# Negril.com Message Board Forums > Jamaican Events Around the World >  Toronto -Tonight- The Wailers, Duane Stephenson, Divine Brown

## Katho

*For anyone in the Toronto area, the show is tonight!* 





http://www.ticketweb.ca/t3/sale/Sale..._ID=TW_ADD_EDP

----------


## BCBud

Should be a great concert.  Duane Stephenson  has been touring with the Wailers promoting the UN backed World Food Program.  Check out this video.

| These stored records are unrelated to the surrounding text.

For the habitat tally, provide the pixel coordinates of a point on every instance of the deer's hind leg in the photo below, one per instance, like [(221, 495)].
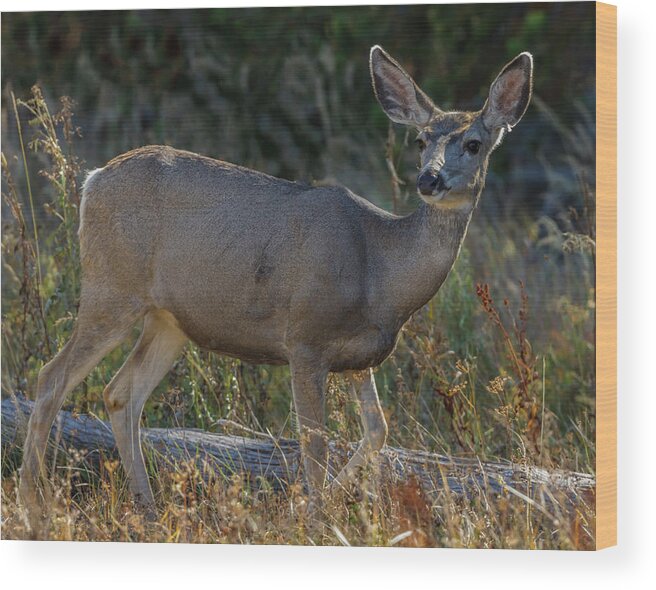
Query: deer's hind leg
[(158, 346), (364, 393), (104, 321)]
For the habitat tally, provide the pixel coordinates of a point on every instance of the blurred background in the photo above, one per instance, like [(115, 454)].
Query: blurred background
[(287, 91)]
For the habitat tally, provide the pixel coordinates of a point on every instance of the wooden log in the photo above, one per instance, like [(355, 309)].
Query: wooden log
[(278, 460)]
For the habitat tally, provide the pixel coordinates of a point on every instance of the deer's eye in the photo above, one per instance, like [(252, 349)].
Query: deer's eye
[(421, 144), (473, 146)]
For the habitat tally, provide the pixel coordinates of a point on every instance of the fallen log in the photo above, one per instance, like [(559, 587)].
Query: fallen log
[(278, 460)]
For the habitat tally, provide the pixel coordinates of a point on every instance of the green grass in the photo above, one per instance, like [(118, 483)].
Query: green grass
[(499, 364)]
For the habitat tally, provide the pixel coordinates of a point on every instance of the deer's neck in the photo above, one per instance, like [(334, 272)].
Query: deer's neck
[(420, 251)]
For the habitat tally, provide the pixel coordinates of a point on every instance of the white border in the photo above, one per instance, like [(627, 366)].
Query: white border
[(631, 565)]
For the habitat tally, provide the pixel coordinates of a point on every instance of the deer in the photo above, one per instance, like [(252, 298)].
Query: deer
[(268, 271)]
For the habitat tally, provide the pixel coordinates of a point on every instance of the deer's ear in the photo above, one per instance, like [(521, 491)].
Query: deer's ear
[(402, 100), (510, 94)]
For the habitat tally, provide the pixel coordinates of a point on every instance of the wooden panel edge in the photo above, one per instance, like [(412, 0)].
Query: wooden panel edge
[(606, 276)]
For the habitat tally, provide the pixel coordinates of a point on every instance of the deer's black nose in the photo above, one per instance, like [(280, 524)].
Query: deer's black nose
[(428, 183)]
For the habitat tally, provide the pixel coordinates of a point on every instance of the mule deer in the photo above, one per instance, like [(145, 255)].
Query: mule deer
[(266, 270)]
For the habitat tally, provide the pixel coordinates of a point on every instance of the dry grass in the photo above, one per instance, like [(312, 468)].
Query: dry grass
[(499, 369)]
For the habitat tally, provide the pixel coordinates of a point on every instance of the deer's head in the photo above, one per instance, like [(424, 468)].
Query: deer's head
[(454, 146)]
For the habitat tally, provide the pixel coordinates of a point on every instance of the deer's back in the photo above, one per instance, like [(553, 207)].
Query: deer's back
[(248, 264)]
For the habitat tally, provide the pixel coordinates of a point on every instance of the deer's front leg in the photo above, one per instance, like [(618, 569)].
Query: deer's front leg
[(308, 389), (364, 393)]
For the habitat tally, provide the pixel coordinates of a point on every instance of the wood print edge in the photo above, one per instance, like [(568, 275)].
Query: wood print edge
[(606, 275)]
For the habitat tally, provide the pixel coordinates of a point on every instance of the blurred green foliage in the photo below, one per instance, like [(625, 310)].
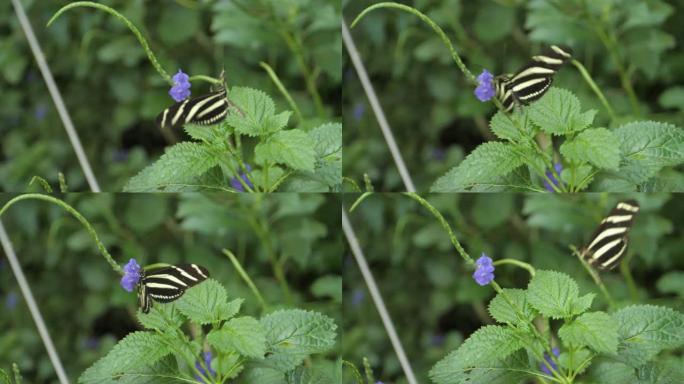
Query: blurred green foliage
[(430, 106), (287, 243), (430, 293), (114, 94)]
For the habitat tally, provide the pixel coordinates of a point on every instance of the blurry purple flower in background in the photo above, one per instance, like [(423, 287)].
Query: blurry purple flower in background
[(359, 110), (40, 111), (235, 183), (357, 297), (11, 300), (131, 275), (485, 88), (181, 86), (207, 361), (558, 168), (484, 274), (553, 365)]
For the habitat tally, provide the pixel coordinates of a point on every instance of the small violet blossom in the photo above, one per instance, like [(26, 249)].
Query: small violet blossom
[(131, 275), (181, 86), (548, 359), (484, 274), (558, 167), (485, 87), (207, 362), (235, 183)]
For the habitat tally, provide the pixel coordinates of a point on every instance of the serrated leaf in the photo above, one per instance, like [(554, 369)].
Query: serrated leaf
[(645, 330), (134, 352), (245, 335), (558, 112), (161, 317), (555, 295), (253, 113), (293, 148), (485, 165), (503, 312), (595, 330), (206, 303), (647, 147), (292, 335), (181, 165), (484, 347), (598, 146)]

The Wailers featuring Duane Stephenson  Take a Stand for Mankind
http://www.youtube.com/watch?v=NrWz8KCfqVI

I just checked the dates for their tour (which has lots of datess in the Eastern USA, California, Texas & Nevada (but unfortunately nothing in Western Canada or in the Pacific Northwest).  Link for showdates attached.      http://www.myspace.com/duanestephenson/shows

----------


## Katho

Amazing Show!! Had a great time  :Smile: 



IMG_8657 by katharineleclair, on Flickr

More Pictures: http://www.flickr.com/photos/5831089...7628074320563/

----------


## beachgirl66

I can't believe I'm just seeing this now.. it would have been an amazing show..... pm me if you see any other ones.. i'm just in Durham.. can be there in 30 minutes..

----------


## Katho

No problem! I will for sure  :Smile:

----------


## beachgirl66

Thanks Katho... I love Devine Brown.. what an amazing voice she has.. love em all ... but Devine has one of the best female voices around! Glad you were able to see it.

----------


## BCBud

Great photos Katho!!  Duane Stephenson  has one of the best voices in roots reggae today.  Hopefully I will be able to hear and see him in person later this winter somewhere in JA.   I watched an interview with him on JA Television (on Smile Jamaica on the internet) and he said his 3rd album should be out by next summer.

----------


## Katho

I agree, Divine Brown has an amazing voice! I was definitely pleased to see she was on the bill for this show!
Thanks BCBud! Duane was great, I do hope you get to see him!

----------